The Past and Future of Light Dark Matter Direct Detection
Jonathan H. Davis

TL;DR
This paper reviews the current status and future prospects of light dark matter direct detection, discussing past anomalies, background explanations, and the impact of solar neutrino backgrounds on future experiments.
Contribution
It provides a comprehensive overview of past experimental anomalies, their explanations, and analyzes how solar neutrino backgrounds will influence future dark matter detection efforts.
Findings
Past anomalies have been explained by underestimated backgrounds.
Progress has been made in understanding the DAMA/LIBRA modulation.

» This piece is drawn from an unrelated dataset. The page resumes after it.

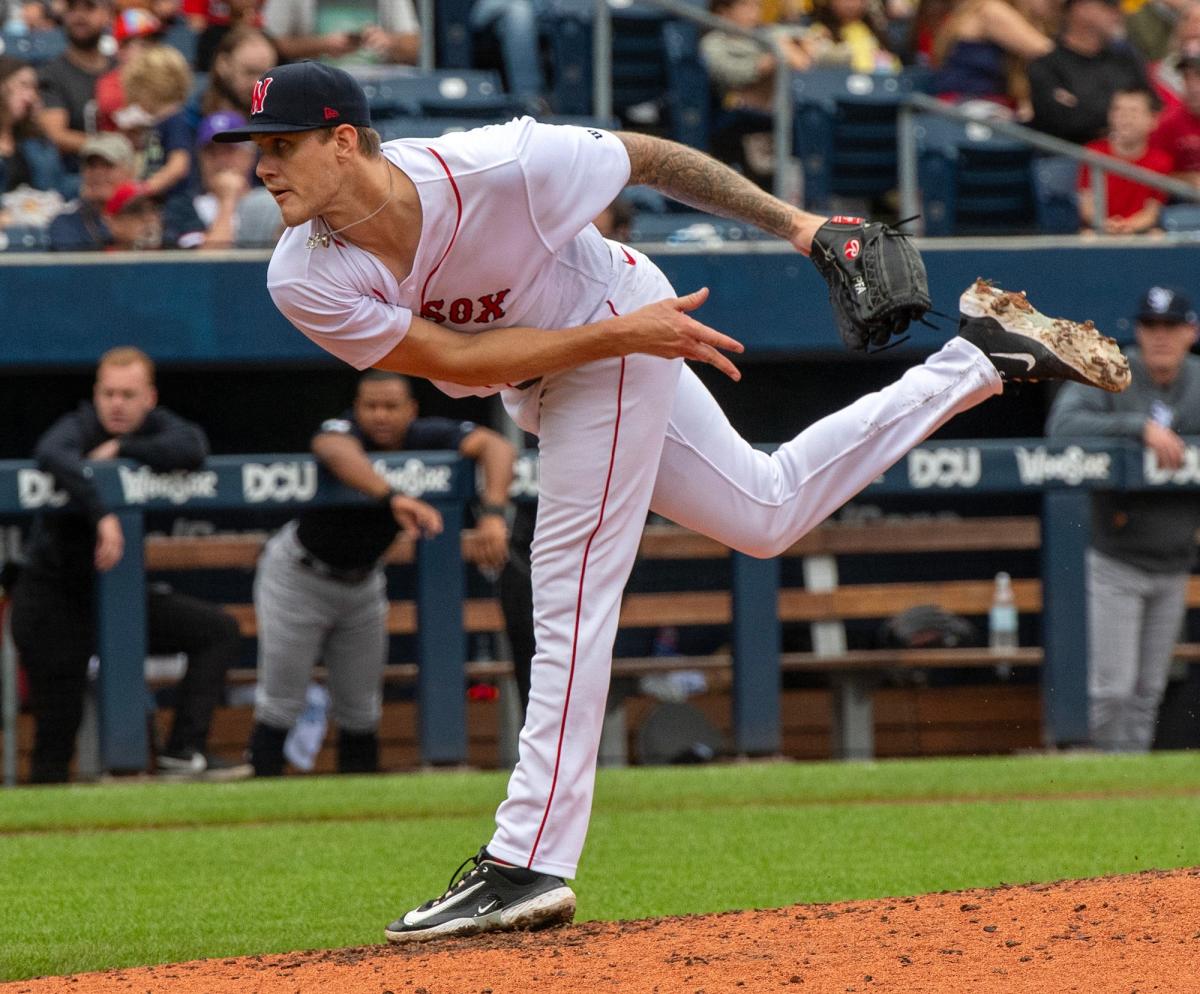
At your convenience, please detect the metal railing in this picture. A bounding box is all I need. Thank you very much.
[416,0,435,71]
[899,92,1200,234]
[592,0,796,201]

Solar neutrino backgrounds pose a significant challenge for future searches.
Abstract
We review the status and future of direct searches for light dark matter. We start by answering the question: `Whatever happened to the light dark matter anomalies?' i.e. the fate of the potential dark matter signals observed by the CoGeNT, CRESST-II, CDMS-Si and DAMA/LIBRA experiments. We discuss how the excess events in the first two of these experiments have been explained by previously underestimated backgrounds. For DAMA we summarise the progress and future of mundane explanations for the annual modulation reported in its event rate. Concerning the future of direct detection we focus on the irreducible background from solar neutrinos. We explain broadly how it will affect future searches and summarise efforts to mitigate its effects.